Salomée poussa un hurkement à nouveau et se recroquevilla sur elle-même. Toutes les paroles raisonnables n'atteignirent plus du tout Silver, qui repoussa l'enfant d'un geste brusque.

-Je la croyais morte ! Bafouilla-t-il à son adresse, en guise d'excuse, avant d'aller rejoindre la femme meurtrie.
-NON !

Gabriel voulut se jeter sur l'ex-voleur, mais Nathaniel le rattrapa juste à temps.

-Faites-la taire…

Salomée, tremblante, releva la tête, avec un sourire de démente fendant sa frimousse, altérant sa beauté et sa grâce pour ne laisser y subsister que l'hystérie.

-Nous ne savons pas comment faire…

Nathaniel, excessivement calme, toisa la malmenée au sol, avec une mimique figée. Il ramena Gabriel contre lui et passa ses bras autour de lui en guise de protection. Le garçon se sentit presque étouffé dans cette étreinte.

-Si…Si vous l'avez réveillée…Tout est de votre faute. Tout était sous contôle avant ! J'avais réussi à la faire presque disparaître !
-Maman… ?

Silver passa un bras autour des épaules de sa mère, mais elle le rejeta violemment.

-NE ME TOUCHE PAS ! TU ME FAIS DU MAL !

Silver vacilla, touché.

-Il veut seulement vous aider. Commenta Nathaniel, pressant un peu plus son propre fils contre lui.

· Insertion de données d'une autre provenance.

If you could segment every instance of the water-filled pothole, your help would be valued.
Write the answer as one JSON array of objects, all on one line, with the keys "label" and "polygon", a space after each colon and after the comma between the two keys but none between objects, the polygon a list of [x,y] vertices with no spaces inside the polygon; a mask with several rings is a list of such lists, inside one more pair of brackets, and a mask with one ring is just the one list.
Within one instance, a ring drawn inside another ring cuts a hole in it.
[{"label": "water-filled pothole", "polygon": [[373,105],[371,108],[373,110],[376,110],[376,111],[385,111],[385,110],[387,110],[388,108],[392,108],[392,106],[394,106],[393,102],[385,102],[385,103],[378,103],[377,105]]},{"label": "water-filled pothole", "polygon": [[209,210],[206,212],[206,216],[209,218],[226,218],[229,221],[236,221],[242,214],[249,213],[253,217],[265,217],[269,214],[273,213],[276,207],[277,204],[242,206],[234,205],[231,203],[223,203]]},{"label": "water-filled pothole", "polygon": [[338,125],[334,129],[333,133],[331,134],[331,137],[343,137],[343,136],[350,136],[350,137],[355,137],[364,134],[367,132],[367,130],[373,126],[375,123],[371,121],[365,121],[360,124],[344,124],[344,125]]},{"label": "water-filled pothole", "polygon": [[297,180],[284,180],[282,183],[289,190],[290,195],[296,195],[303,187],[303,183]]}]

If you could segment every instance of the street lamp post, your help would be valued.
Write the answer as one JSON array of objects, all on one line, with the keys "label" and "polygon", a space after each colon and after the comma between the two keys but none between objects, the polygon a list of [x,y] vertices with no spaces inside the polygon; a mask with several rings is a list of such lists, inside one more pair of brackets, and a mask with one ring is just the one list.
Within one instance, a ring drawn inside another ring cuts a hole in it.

Gabriel perçut alors le tremblement, presque imperceptible, de son père, il leva la tête, pour entrapercevoir le carré de sa mâchoire, si semblable à celui de Daniel, totalement tendu. Les prunelles écarquillées, les dents serrées, il n'y avait pourtant aucune hésitation ou tremolo dans sa voix qui désignait cette peur que tout son corps hurlait.

-Tout est de votre faute. Tout est de votre faute et de celle de Giovanni. J'y étais presque…Presque…
-Giovanni est mort maman ! Sauta sur l'occasion Silver, avec un sourire faible, les membres tremblants, n'osant même plus toucher celle qui la rejetait si violemment, alors qu'il avait tant rêvé de ces retrouvailles.

Ses lèvres se pincèrent, et Gabriel crut discerner un semblant de sanglot dans sa voix, alors qu'il répétait, doucement, tendrement :

-Il est mort maman, il ne te fera plus jamais de mal.

Salomée s'arrêta, et dans un mouvement lent, sa tête se dodelina, pour se tourner vers Silver, lui lançant une œillade, sans vie.

-Ce n'est pas assez.

Gabriel tressaillit. Nathaniel fit un pas en arrière, discrètement, et l'emmena avec lui. Salomée se redressa alors d'un mouvement brusque, et hurla à nouveau :

-CELA NE SERA JAMAIS ASSEZ !

Silver retomba sur le sol, poussé, et sa mère, des tint devant lui, ne lui adressant qu'un masque froid, un masque déserté par l'amour, un masque de mépris. Et Gabriel, en cet instant, bien avant les mots durs, bien avant la crainte, la brisure, contempla le visage du rouquin.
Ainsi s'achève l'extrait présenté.